Figo owns three Devrim Cleaners locations. He keeps my shirts crisp, my suits sharp, and he’s fun to chat with. I’m sure he and his family provide personalized service to all of their customers. But when Figo is tailoring my suit, it’s not just A suit. He’s tailoring JAY’S suit. That’s an important difference.
Joe mixes some amazing cocktails. He makes me a cherry coke (cherrys + grenadine + whatever high fructose Coca-Cola approximate they sell) to get me fired up at the start of a long night of comedy. Joe makes devastatingly good margaritas to mellow me out at the end of a long day of #Hustle. I tip well, he pours heavily, and we both benefit.
Stevie has been cutting my hair for ten years. She’s had to listen to stories about every single time I have vomited in public, yet she still takes personal pride in sending me out into the greater world looking my best.

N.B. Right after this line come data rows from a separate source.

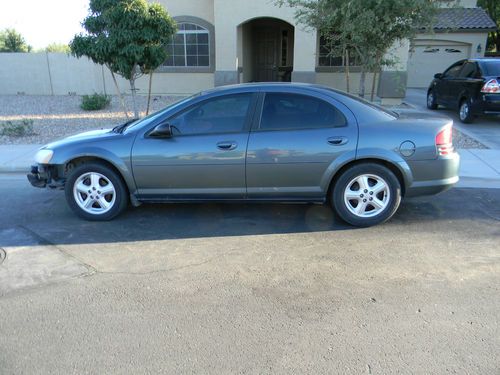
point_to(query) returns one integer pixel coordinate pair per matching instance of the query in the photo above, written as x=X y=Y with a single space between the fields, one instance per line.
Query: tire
x=86 y=187
x=432 y=100
x=464 y=111
x=354 y=187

“Got my hand in my pocket and my finger’s on the trigger
My posse’s gettin’ big and my posse’s gettin’ bigger” – Beastie Boys, The New Style
With the birth of our son 6 months ago, my posse has exploded. We have a peditrician, nanny, and a cabal of ultra-capable babysitters. All people that I trust fully (or, at least, mostly) with my son’s health and well being. Without them I couldn’t leave the house to make the funny without worrying about the little guy. And trust me, my son is always on my mind – so my posse allows me to leave with secure, happy thoughts.
In comedy improvisation, we put a very strong emphasis on creating realtionships on stage. A scene in which two strangers meet and haggle over the price of a taco can be the most excrutiatingly unfunny thing in the world. But two characters who know each other, sharing their lives and opinions and philosophies while *not* discussing that taco? That will be at least interesting, with strong potential for hilarious.
Because I’ve made these people an important part of my ability to create comedy professionally, I’m interacting with members of my team; my co-conspirators in world domination. Because of them, I can be in front of an audience or workshop and feel confident about looking competent. That makes my job a lot easier. And all I had to do was focus a little time and energy on creating basic relationships with my goods and services providers. My POSSE.